Regular dental check-ups and good oral hygiene can prevent gum recession, which is a condition that affects the gum tissue around your teeth.
When gum tissue around your teeth recedes, you may experience symptoms such as bad breath, red and swollen gums, loose teeth, teeth sensitivity, and a bad taste in your mouth.
Gum recession can be caused by:
- poor oral hygiene;
- old age;
- and other factors.
Unfortunately, once your gums start to recede and the disease progresses, the process won’t reverse on its own and surgery may be necessary.
In this article, we’re presenting a case study highlighting the steps of gum recession treatment with connective tissue transplant.
The Patient – Study Case
During a visit to our periodontist, a young female patient complained that the gum from her right mandibular lateral incisor has receded.

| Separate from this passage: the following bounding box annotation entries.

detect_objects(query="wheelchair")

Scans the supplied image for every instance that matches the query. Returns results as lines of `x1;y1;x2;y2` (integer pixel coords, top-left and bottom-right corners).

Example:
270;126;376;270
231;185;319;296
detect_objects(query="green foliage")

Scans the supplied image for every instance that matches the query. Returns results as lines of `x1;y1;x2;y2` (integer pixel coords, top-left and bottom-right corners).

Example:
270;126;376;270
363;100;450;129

The area is sensitive when brushing her teeth and that she experiences hot and cold sensitivity in the area.
Diagnosis of the patients
Miller’s class III gum recession in right mandibular lateral incisor based on oral examination, confirmed by radiography.
Treatment of Gum Recession
Suggested treatment – connective tissue transplant sourced from the patient’s palate.
The steps of the procedure were as follows:
- Several instances of dental hygiene treatment with instructions and instructions offered to the patient to maintain correct dental hygiene in order to treat inflammation;
- Once inflammation was cleared, a treatment plan could be devised;
- The surgical intervention was carried out under local anaesthesia and was carried out in an hour and a half;
- After anaesthesia, the receded gum was carefully detached and lifted from the tooth with a special instrument to create a so-called pocket;
- Next, connective tissue was harvested from the palate;
- A collagen sponge was placed in the place from where the tissue was harvested, which was then fixed with sutures for undisturbed recovery;
- The harvested connective tissue was placed into the previously created pocket and fixed into the required position with sutures.
Recovery after the oral surgery
The recovery following the procedure was without incidents. Sutures were removed 2 weeks after the procedure, during which time the patient underwent 3 check-ups to monitor the recovery process.
After the procedure, the patient was instructed not to wash her teeth in the area where the procedure took place, refrain from chewing with frontal teeth and use molars to chew instead, and refrain from moving her lower lip.
The patient was highly cooperative in the observance of these instructions and the procedure was a success.
Prevention is Always the Best Medicine
Gum diseases progress gradually, and your dentist may observe its first signs during your 6-monthly appointments.
Your dentist can offer advice on correct dental hygiene and lifestyle practices that can prevent your gums from receding or prevent them from getting worse.
In treating our patients, we use the latest technological developments and closely monitor the recovery of our patients to ensure the success of the treatment.